OmbudsmanIndonesia.com, Jakarta — Rencana pengembalian uang Rp 2,5 miliar kepada korban pemerasan Djakarta Warehouse Project (DWP) oleh anggota Polri menuai kritik tajam dari Indonesia Police Watch (IPW). Dalam siaran persnya, IPW menyatakan bahwa langkah ini menunjukkan bahwa institusi Polri tidak serius membawa kasus tersebut ke ranah pidana, karena barang bukti hasil kejahatan seharusnya digunakan untuk menjerat pelaku melalui proses hukum.
Ketua IPW Sugeng Teguh Santoso menegaskan bahwa uang yang disita dari dugaan tindak pidana pemerasan merupakan barang bukti yang harus diproses sesuai hukum. “Barang bukti itu harus disita dan dibawa ke persidangan. Hakimlah yang memutuskan apakah uang tersebut akan dikembalikan kepada korban, dimasukkan ke kas negara, atau dimusnahkan,” ujar Sugeng dalam pernyataannya.
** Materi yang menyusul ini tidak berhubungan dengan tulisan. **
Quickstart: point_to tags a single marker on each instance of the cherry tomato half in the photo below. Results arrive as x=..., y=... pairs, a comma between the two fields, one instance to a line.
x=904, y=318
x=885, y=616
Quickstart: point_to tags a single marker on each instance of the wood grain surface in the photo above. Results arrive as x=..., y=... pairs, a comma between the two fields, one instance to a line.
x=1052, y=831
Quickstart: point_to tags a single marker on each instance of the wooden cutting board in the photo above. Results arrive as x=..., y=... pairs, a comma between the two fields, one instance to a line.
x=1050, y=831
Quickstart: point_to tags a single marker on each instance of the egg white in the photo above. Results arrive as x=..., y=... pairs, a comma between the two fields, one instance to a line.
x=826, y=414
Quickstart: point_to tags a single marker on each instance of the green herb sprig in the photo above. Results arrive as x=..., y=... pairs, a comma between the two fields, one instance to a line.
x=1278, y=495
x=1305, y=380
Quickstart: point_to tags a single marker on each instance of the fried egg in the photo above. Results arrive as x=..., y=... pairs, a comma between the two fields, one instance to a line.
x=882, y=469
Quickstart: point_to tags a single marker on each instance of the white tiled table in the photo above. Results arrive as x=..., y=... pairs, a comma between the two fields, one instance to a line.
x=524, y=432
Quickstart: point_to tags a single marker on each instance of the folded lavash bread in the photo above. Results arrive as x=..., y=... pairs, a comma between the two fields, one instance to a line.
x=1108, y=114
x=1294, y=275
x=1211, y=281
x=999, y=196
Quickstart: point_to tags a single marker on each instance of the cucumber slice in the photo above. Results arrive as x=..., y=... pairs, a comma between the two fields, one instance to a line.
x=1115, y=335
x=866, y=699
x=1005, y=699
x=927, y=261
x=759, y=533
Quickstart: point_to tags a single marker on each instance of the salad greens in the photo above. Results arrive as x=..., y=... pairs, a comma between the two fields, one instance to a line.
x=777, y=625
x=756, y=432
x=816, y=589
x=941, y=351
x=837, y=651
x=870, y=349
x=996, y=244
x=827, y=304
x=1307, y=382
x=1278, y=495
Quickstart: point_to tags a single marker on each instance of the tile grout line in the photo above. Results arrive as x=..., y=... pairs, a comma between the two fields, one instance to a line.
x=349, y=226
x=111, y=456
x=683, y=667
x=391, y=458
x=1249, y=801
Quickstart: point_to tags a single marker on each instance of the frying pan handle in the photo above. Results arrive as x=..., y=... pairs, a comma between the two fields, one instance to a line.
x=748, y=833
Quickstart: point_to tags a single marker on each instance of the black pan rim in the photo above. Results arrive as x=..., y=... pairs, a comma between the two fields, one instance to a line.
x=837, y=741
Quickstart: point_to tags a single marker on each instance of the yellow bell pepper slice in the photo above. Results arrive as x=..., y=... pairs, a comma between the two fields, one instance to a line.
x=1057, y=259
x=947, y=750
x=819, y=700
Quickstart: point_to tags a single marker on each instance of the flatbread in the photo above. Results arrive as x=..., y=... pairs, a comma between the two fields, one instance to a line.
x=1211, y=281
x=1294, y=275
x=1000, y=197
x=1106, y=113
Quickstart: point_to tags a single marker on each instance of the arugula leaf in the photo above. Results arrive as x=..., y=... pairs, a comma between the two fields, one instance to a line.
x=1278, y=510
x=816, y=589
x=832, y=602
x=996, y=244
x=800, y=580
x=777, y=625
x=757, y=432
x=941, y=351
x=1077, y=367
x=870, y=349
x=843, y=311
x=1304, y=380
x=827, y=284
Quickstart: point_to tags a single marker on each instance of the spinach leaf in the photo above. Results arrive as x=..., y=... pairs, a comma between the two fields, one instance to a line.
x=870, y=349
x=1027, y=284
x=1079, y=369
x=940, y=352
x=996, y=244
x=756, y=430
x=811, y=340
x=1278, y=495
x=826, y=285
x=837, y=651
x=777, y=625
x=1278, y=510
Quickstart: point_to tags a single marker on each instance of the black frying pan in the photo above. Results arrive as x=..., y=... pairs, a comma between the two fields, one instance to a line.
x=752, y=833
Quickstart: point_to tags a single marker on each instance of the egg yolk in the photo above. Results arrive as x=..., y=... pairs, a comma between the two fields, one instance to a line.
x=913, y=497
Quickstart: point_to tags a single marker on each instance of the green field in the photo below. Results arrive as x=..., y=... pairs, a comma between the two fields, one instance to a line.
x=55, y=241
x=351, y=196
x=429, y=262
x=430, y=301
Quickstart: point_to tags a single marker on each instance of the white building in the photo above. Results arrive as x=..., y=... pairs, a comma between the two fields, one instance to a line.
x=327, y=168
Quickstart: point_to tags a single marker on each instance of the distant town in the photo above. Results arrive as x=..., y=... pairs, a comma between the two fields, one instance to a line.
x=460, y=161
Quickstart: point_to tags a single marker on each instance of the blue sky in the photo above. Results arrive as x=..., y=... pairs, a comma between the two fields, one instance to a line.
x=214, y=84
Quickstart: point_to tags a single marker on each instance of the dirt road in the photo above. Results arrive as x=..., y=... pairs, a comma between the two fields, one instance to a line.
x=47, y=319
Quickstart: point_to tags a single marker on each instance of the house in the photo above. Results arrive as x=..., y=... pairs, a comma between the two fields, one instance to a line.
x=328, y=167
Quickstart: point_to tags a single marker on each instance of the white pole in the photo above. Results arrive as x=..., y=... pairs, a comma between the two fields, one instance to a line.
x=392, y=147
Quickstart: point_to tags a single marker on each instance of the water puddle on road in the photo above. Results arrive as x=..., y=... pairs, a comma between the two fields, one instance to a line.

Menurutnya, langkah Polri mengembalikan barang bukti secara langsung berpotensi menghilangkan barang bukti untuk proses hukum. Sugeng menambahkan, “Jika uang itu dikembalikan, maka proses hukum menjadi lemah, bahkan bisa hilang. Ini tentu akan semakin menimbulkan tanda tanya di masyarakat dan meruntuhkan kepercayaan publik terhadap institusi Polri.”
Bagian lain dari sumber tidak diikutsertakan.